Today was another busy day, but pretty good.
We began the day with four sentences, in which they had to identify the verb and its tense. Sentence two: "She will do her homework tonight." Many kids only got "will" or "do." A lot had random, serious mistakes, like "jump" as past tense (from "Fish always jump out of water."). WTF?! As I walked around and saw a couple who got them all wrong, I knelt at their desk and helped them review the notes and remember the patterns (future tense always has what in front of it? "will" and past tense usually has a what? "-ed" Past participle always has what in front of it? "have or has").
Definitely more review is needed. Plus linking and helping verbs. Next week will be fun! At least I've got resources at my disposal.
For reading, we again reviewed the character organizer that we went over yesterday. I read them the story "Princess Smartypants" and they were to fill it in while listening. They did okay, if their character traits were a little off; things like "spoiled" or "smart." I tried to direct them to being more specific than "mean" or "smart". When we shared, a couple kids had things like "tricky" or "sneaky" or even "devious". Not bad! I made sure, as always, to stress that anything we say, we must back up with EVIDENCE from the story. So when they shared a trait, they had to explain why they said so.
For writing...what did we do? Ah yes, we went back to that fable packet. The first page of questions is all detail questions, so I had them write this down: Recalling Facts and Details: The information to answer the question is right in the story. You don't have to think; you just have to find it! ALWAYS GO BACK TO THE STORY!"
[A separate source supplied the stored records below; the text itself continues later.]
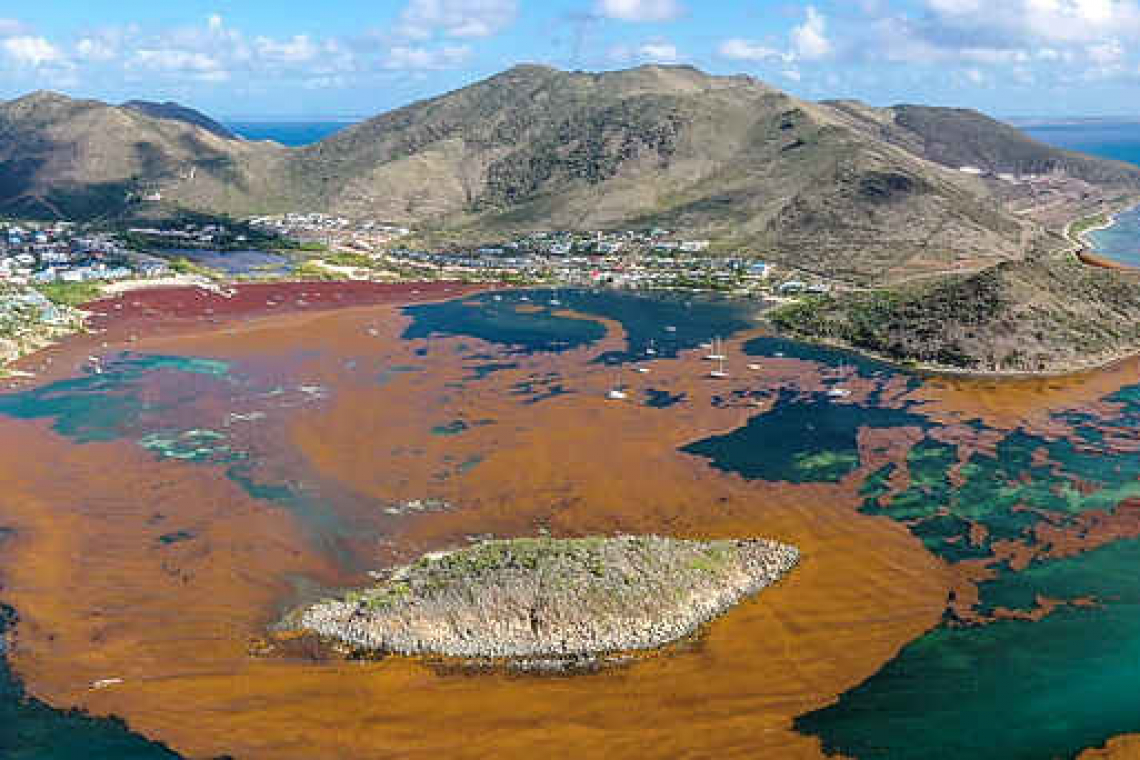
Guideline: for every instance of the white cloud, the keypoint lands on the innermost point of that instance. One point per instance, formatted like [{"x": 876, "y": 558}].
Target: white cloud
[
  {"x": 662, "y": 52},
  {"x": 456, "y": 18},
  {"x": 195, "y": 65},
  {"x": 641, "y": 10},
  {"x": 420, "y": 58},
  {"x": 1106, "y": 54},
  {"x": 300, "y": 49},
  {"x": 32, "y": 51},
  {"x": 739, "y": 49},
  {"x": 96, "y": 49},
  {"x": 809, "y": 40}
]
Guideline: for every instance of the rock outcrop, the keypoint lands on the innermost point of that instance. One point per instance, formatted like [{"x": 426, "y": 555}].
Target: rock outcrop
[{"x": 551, "y": 599}]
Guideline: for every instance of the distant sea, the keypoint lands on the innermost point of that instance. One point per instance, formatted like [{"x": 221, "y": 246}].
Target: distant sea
[
  {"x": 1121, "y": 141},
  {"x": 293, "y": 135}
]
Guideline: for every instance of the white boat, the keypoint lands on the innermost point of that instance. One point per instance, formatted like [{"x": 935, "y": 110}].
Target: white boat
[
  {"x": 717, "y": 351},
  {"x": 618, "y": 392}
]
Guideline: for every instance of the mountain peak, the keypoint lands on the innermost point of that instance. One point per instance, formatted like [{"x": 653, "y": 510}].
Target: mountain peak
[{"x": 177, "y": 112}]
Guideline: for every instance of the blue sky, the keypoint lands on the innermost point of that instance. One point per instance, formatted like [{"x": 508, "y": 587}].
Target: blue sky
[{"x": 255, "y": 58}]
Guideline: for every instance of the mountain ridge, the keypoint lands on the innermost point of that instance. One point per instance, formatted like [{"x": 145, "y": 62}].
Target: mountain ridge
[{"x": 836, "y": 187}]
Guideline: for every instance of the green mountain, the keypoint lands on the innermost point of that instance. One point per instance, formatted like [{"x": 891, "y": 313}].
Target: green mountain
[
  {"x": 180, "y": 113},
  {"x": 1052, "y": 315},
  {"x": 836, "y": 188}
]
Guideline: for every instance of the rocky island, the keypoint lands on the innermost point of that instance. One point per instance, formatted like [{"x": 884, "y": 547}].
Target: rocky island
[{"x": 551, "y": 601}]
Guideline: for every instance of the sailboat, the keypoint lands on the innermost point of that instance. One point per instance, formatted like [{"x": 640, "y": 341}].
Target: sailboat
[{"x": 617, "y": 393}]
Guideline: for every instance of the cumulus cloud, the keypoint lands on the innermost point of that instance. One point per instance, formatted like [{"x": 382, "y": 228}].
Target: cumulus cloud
[
  {"x": 299, "y": 49},
  {"x": 96, "y": 49},
  {"x": 806, "y": 42},
  {"x": 658, "y": 51},
  {"x": 809, "y": 39},
  {"x": 32, "y": 51},
  {"x": 195, "y": 65},
  {"x": 421, "y": 58},
  {"x": 10, "y": 27},
  {"x": 664, "y": 52},
  {"x": 641, "y": 10},
  {"x": 456, "y": 18},
  {"x": 740, "y": 49}
]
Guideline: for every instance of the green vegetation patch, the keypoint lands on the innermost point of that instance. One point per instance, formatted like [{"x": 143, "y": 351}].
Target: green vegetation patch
[{"x": 71, "y": 294}]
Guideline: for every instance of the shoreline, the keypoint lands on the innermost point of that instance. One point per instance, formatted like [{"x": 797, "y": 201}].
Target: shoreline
[
  {"x": 939, "y": 370},
  {"x": 1085, "y": 248}
]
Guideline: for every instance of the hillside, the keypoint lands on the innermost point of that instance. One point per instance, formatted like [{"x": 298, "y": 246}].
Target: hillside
[
  {"x": 180, "y": 113},
  {"x": 723, "y": 157},
  {"x": 840, "y": 189},
  {"x": 83, "y": 158},
  {"x": 1052, "y": 316}
]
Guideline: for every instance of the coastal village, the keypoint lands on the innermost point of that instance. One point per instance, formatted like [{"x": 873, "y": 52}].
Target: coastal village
[{"x": 47, "y": 269}]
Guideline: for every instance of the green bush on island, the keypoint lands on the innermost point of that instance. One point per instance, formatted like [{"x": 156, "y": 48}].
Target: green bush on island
[
  {"x": 348, "y": 259},
  {"x": 548, "y": 601},
  {"x": 71, "y": 294},
  {"x": 184, "y": 266}
]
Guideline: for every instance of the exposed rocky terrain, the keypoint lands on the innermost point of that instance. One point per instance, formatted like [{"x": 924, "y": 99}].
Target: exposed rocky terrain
[
  {"x": 1048, "y": 316},
  {"x": 179, "y": 113},
  {"x": 548, "y": 599},
  {"x": 841, "y": 189}
]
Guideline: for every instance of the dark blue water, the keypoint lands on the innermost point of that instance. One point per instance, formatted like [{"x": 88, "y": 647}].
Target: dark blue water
[
  {"x": 527, "y": 321},
  {"x": 1118, "y": 140},
  {"x": 235, "y": 262},
  {"x": 1121, "y": 242},
  {"x": 32, "y": 730},
  {"x": 1108, "y": 140},
  {"x": 294, "y": 135}
]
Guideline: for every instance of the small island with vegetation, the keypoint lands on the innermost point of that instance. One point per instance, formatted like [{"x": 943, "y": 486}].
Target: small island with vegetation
[{"x": 550, "y": 603}]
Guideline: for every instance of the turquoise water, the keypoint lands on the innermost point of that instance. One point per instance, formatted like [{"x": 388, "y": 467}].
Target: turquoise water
[
  {"x": 1008, "y": 689},
  {"x": 1121, "y": 242},
  {"x": 984, "y": 689},
  {"x": 32, "y": 730}
]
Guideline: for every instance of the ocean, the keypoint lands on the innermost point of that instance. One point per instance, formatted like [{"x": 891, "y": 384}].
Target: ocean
[
  {"x": 1121, "y": 141},
  {"x": 294, "y": 135},
  {"x": 1118, "y": 140}
]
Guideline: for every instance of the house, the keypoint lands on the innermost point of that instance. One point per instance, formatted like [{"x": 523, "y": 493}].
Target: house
[{"x": 792, "y": 286}]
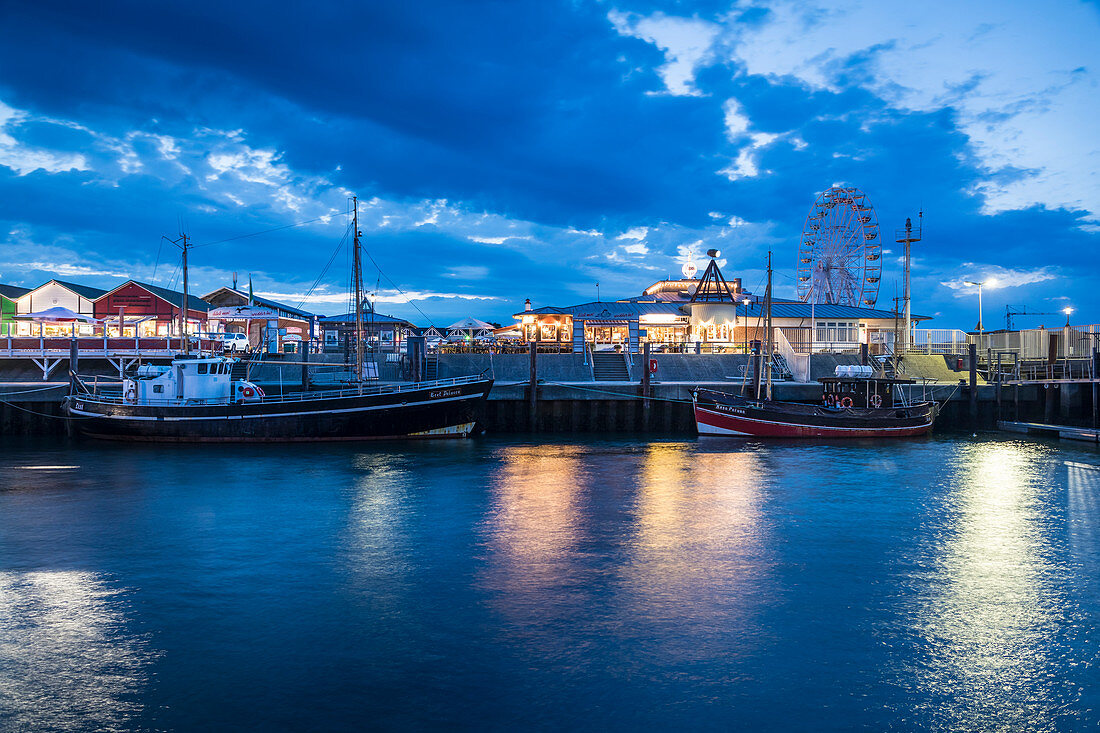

I had them read the first question and then find the answer and point to it. Then someone read that sentence and wham, bam, very easy, right?
One class got to move on to the next page, which are inference/conclusion questions. We talked about putting clues together with your own knowledge and reading between the lines.
Next week we'll continue doing at least those questions, because this is great for introducing and using test skills without being "Test prep! Test prep!" crazy. And we'll continue with all the stuff we did today: character analysis (they'll take it back to their own books and see how they do) and verb reinforcement.
We'll also do some compare/contrast of fairy tale versions, and characters from myths, and other stuff. I will try to introduce plot, using Sisyphus. Narcissus and Echo will prompt vocabulary discussion. Soon after that we'll move into fiction stories, because it will be easier to teach writing that way. Or who knows. It's very confusing for me.
Today was the second day of after-school. At least four more showed up this time. They continued the intro test. Two boys finished, and I corrected them, and they got just about every single thing wrong. Hoo boy.
During that time, an AP brought around a new teacher who is going to take over the departed teacher's program. She is brand-new and seems very nice and happy. I hope she's got some grit; she's gonna need it! I assured her that our grade is all very nice and we like to talk and compare, and there are lots of resources in the [stupid] bookroom. That seemed reassuring to her. But the AP introduced me as "one of our premier teachers!"
This seems to be a pattern. Apparently "they" talk about me a lot, like talking me up and how great my notebook or my teaching is or whatever. It's weird, because I feel like somewhere along the line, I managed to dupe the uppers into thinking I'm some kind of expert. In reality, I'm very knowledgeable in the content, and also stubborn, and creative, and I try to stay organized (definitely doing better with piles this year!)(my notebook organization is, in my opinion, what makes it so "exemplary"), and I like to collaborate with fellow teachers to share ideas, and I like to create some interesting twists on things (like my famous-to-me song/introduction lesson). And my management has gotten good, impressive because it sucked at first. But isn't that just what all teachers should do?
One of my students told me today that I was "one of [their] funnest teachers, because we learn stuff but it's still fun." I was like, "Well, that's great, but you are learning, right?" She said, "Oh, yes." Aw!
I guess I will take those two things, along with a nice hug from a former student, as good 'props' and ego boosts to end my week and have a relaxing break. [And I certainly don't want anyone to think I'm full of conceit or anything like that. I'm still frenzied all day long, not getting enough done, not meeting with enough students individually, talking too much at the front of the room, not finishing correcting papers, they've had literally two days this month to read silently...I could go on.]